13. Compound of formula (I) as defined in any of claims 1-10, for use in the treatment and / or prevention of Alzheimer's disease.

14. Use of the compound defined in any one of claims 1-10, for the preparation of a medicament for the treatment and / or prevention of Alzheimer's disease in a mammal, including a human.

15. Pharmaceutical composition comprising an amount

therapeutically effective of the compound defined in any one of claims 1-10, together with appropriate amounts of one or more pharmaceutically acceptable excipients or carriers.
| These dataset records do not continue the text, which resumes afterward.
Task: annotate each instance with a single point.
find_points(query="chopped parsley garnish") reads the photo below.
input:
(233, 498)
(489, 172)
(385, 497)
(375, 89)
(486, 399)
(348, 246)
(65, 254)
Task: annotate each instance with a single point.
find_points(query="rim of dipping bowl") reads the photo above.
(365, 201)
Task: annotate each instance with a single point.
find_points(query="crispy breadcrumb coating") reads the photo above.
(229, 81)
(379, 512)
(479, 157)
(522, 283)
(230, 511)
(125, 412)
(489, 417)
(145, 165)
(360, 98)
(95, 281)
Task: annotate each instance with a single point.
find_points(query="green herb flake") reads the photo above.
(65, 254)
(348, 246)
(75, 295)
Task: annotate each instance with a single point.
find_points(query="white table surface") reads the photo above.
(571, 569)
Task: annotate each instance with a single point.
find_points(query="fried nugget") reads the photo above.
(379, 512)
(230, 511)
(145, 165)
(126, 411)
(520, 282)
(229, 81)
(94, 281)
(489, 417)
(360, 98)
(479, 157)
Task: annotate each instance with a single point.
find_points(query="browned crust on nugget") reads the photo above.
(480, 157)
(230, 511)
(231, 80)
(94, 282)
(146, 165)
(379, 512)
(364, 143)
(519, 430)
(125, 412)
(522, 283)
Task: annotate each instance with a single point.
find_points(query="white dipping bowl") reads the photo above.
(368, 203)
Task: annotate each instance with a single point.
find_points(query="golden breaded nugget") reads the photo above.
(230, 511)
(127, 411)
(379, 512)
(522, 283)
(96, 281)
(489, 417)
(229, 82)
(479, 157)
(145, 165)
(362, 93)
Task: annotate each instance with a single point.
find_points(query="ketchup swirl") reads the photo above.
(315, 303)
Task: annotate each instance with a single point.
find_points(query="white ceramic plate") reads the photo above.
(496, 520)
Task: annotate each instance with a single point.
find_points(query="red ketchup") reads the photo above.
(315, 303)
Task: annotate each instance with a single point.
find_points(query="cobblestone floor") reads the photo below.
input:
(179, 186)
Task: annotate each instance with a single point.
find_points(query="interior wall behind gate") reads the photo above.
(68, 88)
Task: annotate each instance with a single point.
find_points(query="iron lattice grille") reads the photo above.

16. Compound of formula (II),

(CH ₂ ) _n

\

X

(II) where:

R ₆ and R ₇ are identical radicals selected from the group consisting of

(dC ₄ ) -alkyl and (dC ₄ ) -alkoxy;

n is an integer from 2 to 4;

r and s are identical integers from 0 to 1;

t and u are identical integers from 0 to 1; Y

X is a leaving group.

17. Compound of formula (IV),

(CH ₂ ) _n

\

OH

(IV) where:

R ₆ and R ₇ are identical radicals selected from the group consisting of

(dC ₄ ) -alkyl and (dC ₄ ) -alkoxy;

n is an integer from 2 to 4;

r and s are identical integers from 0 to 1; Y

t and u are identical integers from 0 to 1.